Jose Antonio Vargas is an illegal immigrant from Phillippines to the United States. He is also a reputed Pulitzer Prize-winning journalist. He has a personal website and Wikipedia page. Vargas wrote about his life as an illegal immigrant in an article My Life as an Undocumented Immigrant in the New York Times in June 2011. Vargas has also started a website Define American.
View blog posts on the Open Borders blog tagged Jose Antonio Vargas.
Here are some relevant excerpts from Vargas’s piece:
One day when I was 16, I rode my bike to the nearby D.M.V. office to get my driver’s permit. Some of my friends already had their licenses, so I figured it was time. But when I handed the clerk my green card as proof of U.S. residency, she flipped it around, examining it. “This is fake,” she whispered. “Don’t come back here again.”
Confused and scared, I pedaled home and confronted Lolo. I remember him sitting in the garage, cutting coupons. I dropped my bike and ran over to him, showing him the green card. “Peke ba ito?” I asked in Tagalog. (“Is this fake?”) My grandparents were naturalized American citizens — he worked as a security guard, she as a food server — and they had begun supporting my mother and me financially when I was 3, after my father’s wandering eye and inability to properly provide for us led to my parents’ separation. Lolo was a proud man, and I saw the shame on his face as he told me he purchased the card, along with other fake documents, for me. “Don’t show it to other people,” he warned.

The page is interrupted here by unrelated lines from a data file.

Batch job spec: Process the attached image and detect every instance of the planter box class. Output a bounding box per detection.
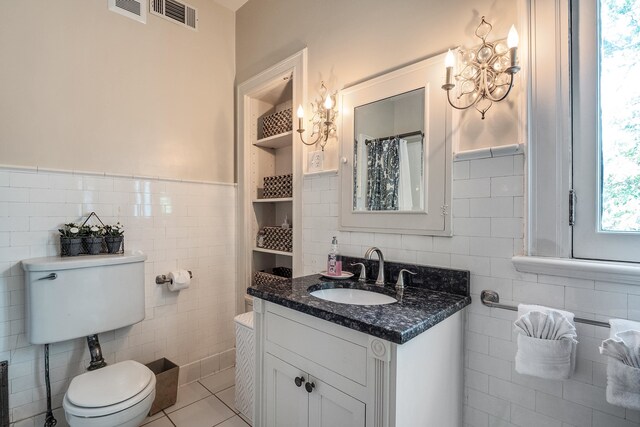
[146,357,180,415]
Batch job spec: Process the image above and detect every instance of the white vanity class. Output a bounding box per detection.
[250,270,468,427]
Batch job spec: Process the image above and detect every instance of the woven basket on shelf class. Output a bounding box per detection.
[262,108,292,138]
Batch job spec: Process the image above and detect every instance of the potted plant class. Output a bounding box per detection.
[58,226,82,256]
[104,222,124,254]
[82,225,104,255]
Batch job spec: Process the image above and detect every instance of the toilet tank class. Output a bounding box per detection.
[22,253,146,344]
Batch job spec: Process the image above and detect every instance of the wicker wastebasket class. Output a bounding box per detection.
[146,357,180,415]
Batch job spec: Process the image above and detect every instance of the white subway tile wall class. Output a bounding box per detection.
[302,155,640,427]
[0,169,236,425]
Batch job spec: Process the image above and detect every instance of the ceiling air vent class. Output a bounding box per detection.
[149,0,198,30]
[109,0,147,24]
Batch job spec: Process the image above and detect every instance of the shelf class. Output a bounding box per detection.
[303,169,338,176]
[253,197,293,203]
[253,130,293,148]
[253,247,293,256]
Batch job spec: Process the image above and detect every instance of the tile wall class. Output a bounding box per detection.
[303,155,640,427]
[0,168,236,425]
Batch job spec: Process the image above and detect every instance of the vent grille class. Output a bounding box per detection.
[165,0,185,24]
[151,0,164,15]
[109,0,147,24]
[149,0,198,30]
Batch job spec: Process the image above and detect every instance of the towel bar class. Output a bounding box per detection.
[480,289,609,328]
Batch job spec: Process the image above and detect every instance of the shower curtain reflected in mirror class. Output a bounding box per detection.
[366,138,413,211]
[367,138,400,211]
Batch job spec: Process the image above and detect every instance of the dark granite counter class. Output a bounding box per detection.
[247,260,471,344]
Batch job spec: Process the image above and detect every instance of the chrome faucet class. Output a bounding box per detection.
[364,246,384,286]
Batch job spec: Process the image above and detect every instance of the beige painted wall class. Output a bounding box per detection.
[0,0,235,182]
[236,0,523,168]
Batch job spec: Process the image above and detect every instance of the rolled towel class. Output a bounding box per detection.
[600,319,640,410]
[514,304,578,380]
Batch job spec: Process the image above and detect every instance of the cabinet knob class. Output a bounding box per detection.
[304,382,316,393]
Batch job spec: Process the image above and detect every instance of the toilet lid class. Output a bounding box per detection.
[67,360,153,408]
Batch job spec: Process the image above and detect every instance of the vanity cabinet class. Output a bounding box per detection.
[264,353,365,427]
[254,297,463,427]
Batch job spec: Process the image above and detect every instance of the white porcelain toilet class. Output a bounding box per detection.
[22,254,156,427]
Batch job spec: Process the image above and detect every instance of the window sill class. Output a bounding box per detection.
[511,256,640,285]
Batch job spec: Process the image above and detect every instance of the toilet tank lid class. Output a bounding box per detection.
[67,360,153,408]
[22,251,147,271]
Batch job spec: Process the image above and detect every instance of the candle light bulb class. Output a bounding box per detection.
[507,25,519,49]
[444,49,456,68]
[324,95,333,110]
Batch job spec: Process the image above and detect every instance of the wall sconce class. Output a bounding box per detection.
[296,82,338,151]
[442,16,520,120]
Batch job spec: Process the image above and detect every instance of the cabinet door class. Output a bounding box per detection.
[264,353,309,427]
[308,377,365,427]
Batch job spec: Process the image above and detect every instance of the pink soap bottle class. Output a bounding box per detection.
[327,236,342,276]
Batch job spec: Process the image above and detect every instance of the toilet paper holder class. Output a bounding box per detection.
[156,270,193,285]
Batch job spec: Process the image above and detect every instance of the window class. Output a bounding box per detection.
[571,0,640,262]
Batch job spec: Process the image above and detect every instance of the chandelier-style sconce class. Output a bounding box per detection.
[442,16,520,120]
[296,82,337,151]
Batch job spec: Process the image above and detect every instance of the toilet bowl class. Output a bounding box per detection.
[62,360,156,427]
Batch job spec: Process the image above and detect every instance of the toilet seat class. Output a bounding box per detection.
[63,360,156,418]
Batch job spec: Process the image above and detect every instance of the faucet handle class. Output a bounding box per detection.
[351,262,367,282]
[396,268,418,290]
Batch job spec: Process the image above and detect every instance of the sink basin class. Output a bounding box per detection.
[310,288,398,305]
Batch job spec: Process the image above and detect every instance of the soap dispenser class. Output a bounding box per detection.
[327,236,342,276]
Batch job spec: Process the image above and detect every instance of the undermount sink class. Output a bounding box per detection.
[309,288,398,305]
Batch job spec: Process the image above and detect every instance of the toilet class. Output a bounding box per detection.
[22,253,156,427]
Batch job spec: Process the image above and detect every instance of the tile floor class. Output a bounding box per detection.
[142,368,250,427]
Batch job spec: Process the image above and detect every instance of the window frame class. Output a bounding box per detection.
[571,0,640,262]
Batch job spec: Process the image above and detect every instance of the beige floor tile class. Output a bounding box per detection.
[169,396,234,427]
[143,418,173,427]
[216,415,248,427]
[164,381,211,414]
[140,411,165,425]
[200,368,236,393]
[216,386,239,413]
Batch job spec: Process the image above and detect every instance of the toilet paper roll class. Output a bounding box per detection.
[167,270,191,292]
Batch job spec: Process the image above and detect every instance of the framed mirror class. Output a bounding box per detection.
[340,55,454,235]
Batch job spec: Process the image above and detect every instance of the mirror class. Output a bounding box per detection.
[339,55,454,236]
[353,88,425,211]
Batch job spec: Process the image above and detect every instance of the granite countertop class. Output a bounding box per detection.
[247,274,471,344]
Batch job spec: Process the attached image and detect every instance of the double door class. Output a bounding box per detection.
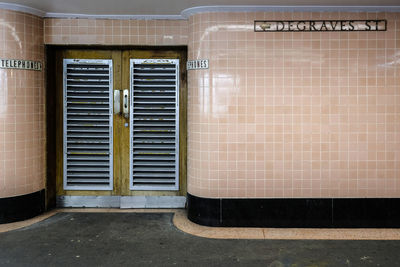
[56,49,186,205]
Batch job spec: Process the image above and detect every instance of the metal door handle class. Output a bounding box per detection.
[122,89,129,118]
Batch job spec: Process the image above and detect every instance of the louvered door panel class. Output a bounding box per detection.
[130,59,179,190]
[63,59,113,190]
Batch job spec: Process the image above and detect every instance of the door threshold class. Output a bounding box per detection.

I decided then that I could never give anyone reason to doubt I was an American. I convinced myself that if I worked enough, if I achieved enough, I would be rewarded with citizenship. I felt I could earn it.
He later writes:
There are believed to be 11 million undocumented immigrants in the United States. We’re not always who you think we are. Some pick your strawberries or care for your children. Some are in high school or college. And some, it turns out, write news articles you might read. I grew up here. This is my home. Yet even though I think of myself as an American and consider America my country, my country doesn’t think of me as one of its own.